When you step into a new role, you may have a lengthy list of things that you want to get done. But the really important thing is to get very clear alignment with your CEO, with your board, and with your peers in the executive committee about what’s important in the next three to four months.
The really important thing is to get very clear alignment with your CEO, with your board, and with your peers.
When I joined, I needed to focus on changing our performance management approach, our compensation philosophy, and to get the board meetings and year-end processes right. If I didn’t do those things well, I wouldn’t have the entry ticket to do the big strategic things that I need to do.
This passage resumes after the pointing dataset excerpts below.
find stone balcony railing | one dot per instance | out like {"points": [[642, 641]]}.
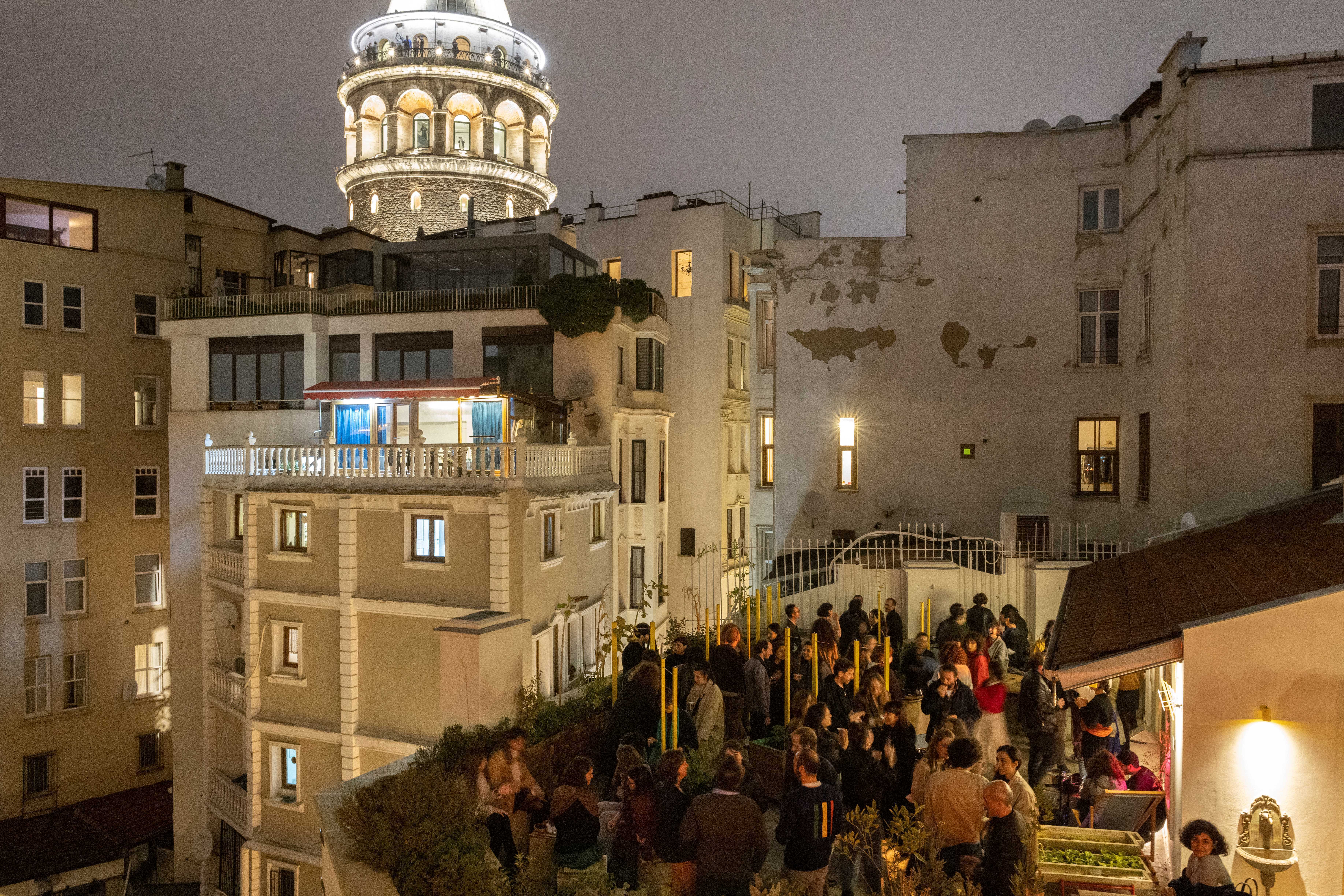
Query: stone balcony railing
{"points": [[498, 461]]}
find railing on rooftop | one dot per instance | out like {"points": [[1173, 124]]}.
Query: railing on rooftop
{"points": [[440, 56]]}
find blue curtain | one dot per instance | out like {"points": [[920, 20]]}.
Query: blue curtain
{"points": [[353, 425], [487, 422]]}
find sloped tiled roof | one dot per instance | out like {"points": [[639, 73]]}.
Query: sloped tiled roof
{"points": [[85, 833], [1143, 598]]}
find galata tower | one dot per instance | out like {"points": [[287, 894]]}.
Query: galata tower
{"points": [[448, 113]]}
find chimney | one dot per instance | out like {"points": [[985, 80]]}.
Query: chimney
{"points": [[174, 175]]}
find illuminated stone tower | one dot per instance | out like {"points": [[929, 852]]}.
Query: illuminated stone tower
{"points": [[445, 108]]}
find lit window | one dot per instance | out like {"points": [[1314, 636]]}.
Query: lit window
{"points": [[846, 468], [1099, 456]]}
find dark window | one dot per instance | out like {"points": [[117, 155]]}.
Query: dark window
{"points": [[34, 221], [257, 369], [345, 358], [1328, 115], [347, 267], [638, 460], [1144, 460], [1327, 444], [522, 356], [415, 356]]}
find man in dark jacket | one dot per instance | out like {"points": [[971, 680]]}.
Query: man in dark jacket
{"points": [[952, 699], [837, 695], [1037, 707], [980, 616]]}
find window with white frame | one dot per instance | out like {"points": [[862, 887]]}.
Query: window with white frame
{"points": [[76, 682], [1330, 271], [72, 308], [150, 670], [37, 590], [1099, 327], [1099, 209], [72, 401], [72, 495], [34, 398], [148, 585], [34, 495], [147, 494], [37, 687], [147, 401], [76, 585], [36, 304]]}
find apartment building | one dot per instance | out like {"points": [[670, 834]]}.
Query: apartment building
{"points": [[1117, 326], [698, 250]]}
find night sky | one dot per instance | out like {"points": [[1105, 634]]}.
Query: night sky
{"points": [[806, 100]]}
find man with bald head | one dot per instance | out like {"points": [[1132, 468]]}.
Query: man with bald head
{"points": [[1005, 841]]}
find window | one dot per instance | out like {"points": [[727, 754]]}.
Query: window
{"points": [[37, 687], [767, 451], [150, 751], [1144, 460], [34, 398], [72, 400], [147, 494], [147, 581], [147, 315], [648, 365], [36, 590], [34, 303], [147, 401], [1328, 115], [415, 356], [846, 480], [599, 520], [431, 541], [1099, 456], [34, 221], [294, 531], [257, 369], [549, 535], [1330, 269], [682, 273], [76, 585], [76, 680], [1099, 209], [1146, 289], [72, 308], [150, 668], [72, 495], [34, 495], [1099, 327], [638, 460], [636, 577]]}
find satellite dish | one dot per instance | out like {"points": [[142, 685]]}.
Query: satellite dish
{"points": [[815, 506], [225, 615]]}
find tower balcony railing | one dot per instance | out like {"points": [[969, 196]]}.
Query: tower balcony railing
{"points": [[440, 56]]}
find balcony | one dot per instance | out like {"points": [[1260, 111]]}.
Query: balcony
{"points": [[415, 463]]}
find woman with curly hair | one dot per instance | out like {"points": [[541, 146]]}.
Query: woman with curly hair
{"points": [[1205, 871]]}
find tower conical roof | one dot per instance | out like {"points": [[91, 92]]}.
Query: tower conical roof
{"points": [[495, 10]]}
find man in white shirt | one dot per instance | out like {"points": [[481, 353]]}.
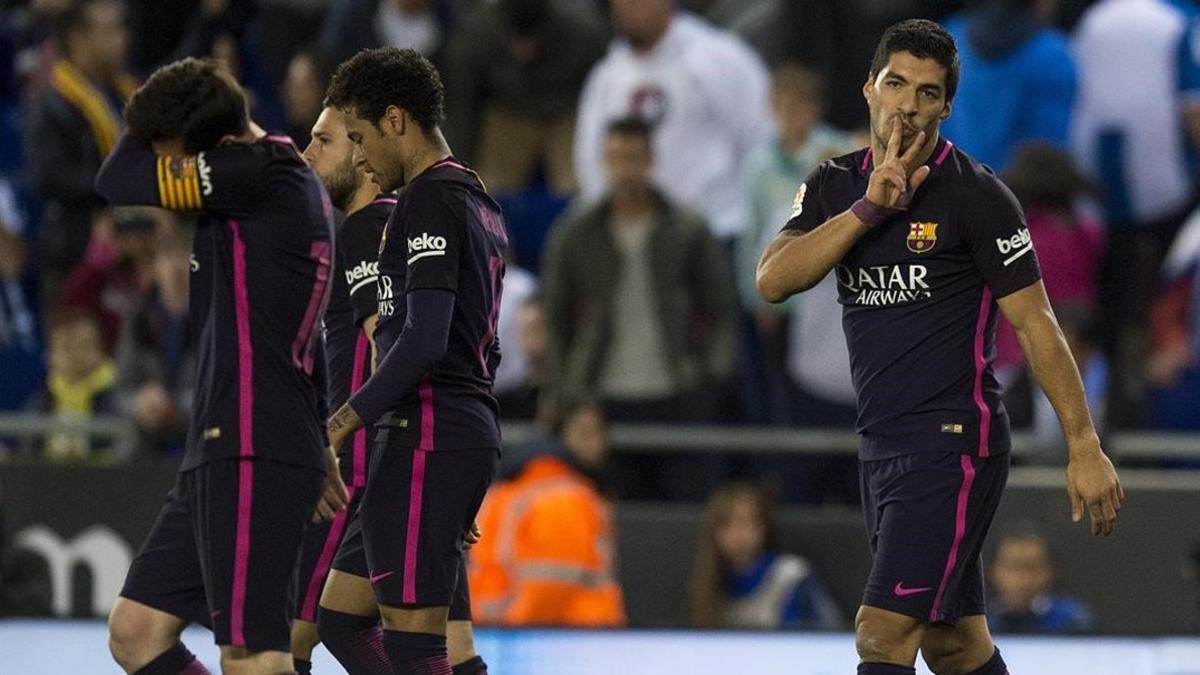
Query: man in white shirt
{"points": [[703, 91]]}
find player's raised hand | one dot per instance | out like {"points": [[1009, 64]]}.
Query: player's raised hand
{"points": [[892, 184], [333, 496], [1092, 485], [472, 537]]}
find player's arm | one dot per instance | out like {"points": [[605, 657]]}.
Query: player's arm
{"points": [[1091, 481], [421, 344], [135, 175], [801, 257]]}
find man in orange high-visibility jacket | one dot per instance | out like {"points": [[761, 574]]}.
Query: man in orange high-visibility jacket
{"points": [[546, 557]]}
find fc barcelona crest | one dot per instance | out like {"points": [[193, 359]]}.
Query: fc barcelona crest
{"points": [[922, 237]]}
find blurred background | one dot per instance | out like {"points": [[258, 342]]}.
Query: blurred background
{"points": [[708, 436]]}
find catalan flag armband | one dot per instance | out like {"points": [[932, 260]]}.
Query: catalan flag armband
{"points": [[179, 183]]}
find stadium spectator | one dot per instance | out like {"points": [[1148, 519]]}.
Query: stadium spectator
{"points": [[741, 577], [1018, 79], [809, 345], [155, 360], [1173, 368], [1138, 103], [79, 382], [521, 330], [71, 126], [425, 25], [19, 350], [547, 554], [303, 93], [702, 91], [1024, 599], [639, 299], [1057, 201], [515, 73], [118, 268]]}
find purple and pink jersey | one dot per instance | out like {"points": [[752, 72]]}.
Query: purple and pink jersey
{"points": [[444, 234], [918, 298], [261, 278]]}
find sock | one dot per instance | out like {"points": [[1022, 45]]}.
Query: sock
{"points": [[472, 667], [417, 653], [355, 641], [995, 665], [885, 669], [175, 661]]}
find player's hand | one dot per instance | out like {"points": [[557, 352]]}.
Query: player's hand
{"points": [[333, 497], [891, 184], [472, 537], [1092, 485]]}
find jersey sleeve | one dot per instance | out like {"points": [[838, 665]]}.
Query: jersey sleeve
{"points": [[359, 252], [999, 239], [433, 242], [807, 209]]}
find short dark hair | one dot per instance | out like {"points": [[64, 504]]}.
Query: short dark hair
{"points": [[922, 39], [376, 78], [195, 100], [631, 125]]}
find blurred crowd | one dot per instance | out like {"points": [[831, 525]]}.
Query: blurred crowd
{"points": [[645, 153]]}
And there is a lot to be done. My biggest observation since I joined Wells Fargo is the top-to-bottom transformation journey we’re on. I know the word transformation is so widely used, but I have to say that I don’t know if I have ever seen such a holistic transformation at a major company. It’s the transformation of leadership and business strategies, and delivering on our commitments to regulators and other stakeholders — even things like our go-to-market strategies, the brand, and the promise we are making to customers.
Reimer: What is your take on the Great Resignation?
Ling: I hope the Great Resignation is going to stop at some point. When does that come? I have no idea. Maybe it’s in another three or six months. But in the meantime, you just have to address the issue head-on and figure out your contingency plans and help the organization get back to normal.
I hope all of us can learn something from this about how important it is to stay very connected with your employee base. Working remotely over the past two years has weakened some of the connections, but I still believe people don’t quit jobs; they quit their managers. Maybe it’s not always true, but to a large degree, it is.
And so the types of companies that eventually will win this Great Resignation are the ones that can be very in tune to how managers lead their teams and the connections they build with them, regardless of whether people are working remotely or in the office. We have a very distributed workforce. We’re in more than 400 cities. Helping leaders stay close to their employees, even if we’re not physically together, is a big part of it.
Bryant: What are the X-factors that separate the best leaders today?
Ling: There are certain leadership attributes that probably don’t change over time. You want people with strong values and ethics, who are self-motivated, and who can learn and adapt. But a few things have become more important.
One of them is the importance of humanity. Being able to connect with others in a humble way is a huge X-factor. Another is being able to build a culture that will attract and retain the workforce of the future. They care about things beyond their job title and how much money they’re making. They want the work to be interesting. They want to be inspired and they care about purpose and the value they are adding to the community.
Being able to connect with others in a humble way is a huge X-factor.
The third one is the importance of technology. If you dial the clock back five, ten years ago, technology was viewed more as a support function. Now, technology is fully intertwined with the business strategy. Leaders don’t need to know how to code, but they do need to understand how to strategically leverage technology.
Reimer: Any final key leadership lessons?
Ling: Years ago, one of my best mentors took me aside after a long, heated discussion with a big group. She said, “Bei, when you are in this type of role, think about the ripple effect in the room after you leave.” I started to pay a lot more attention to it. The little things go a long way.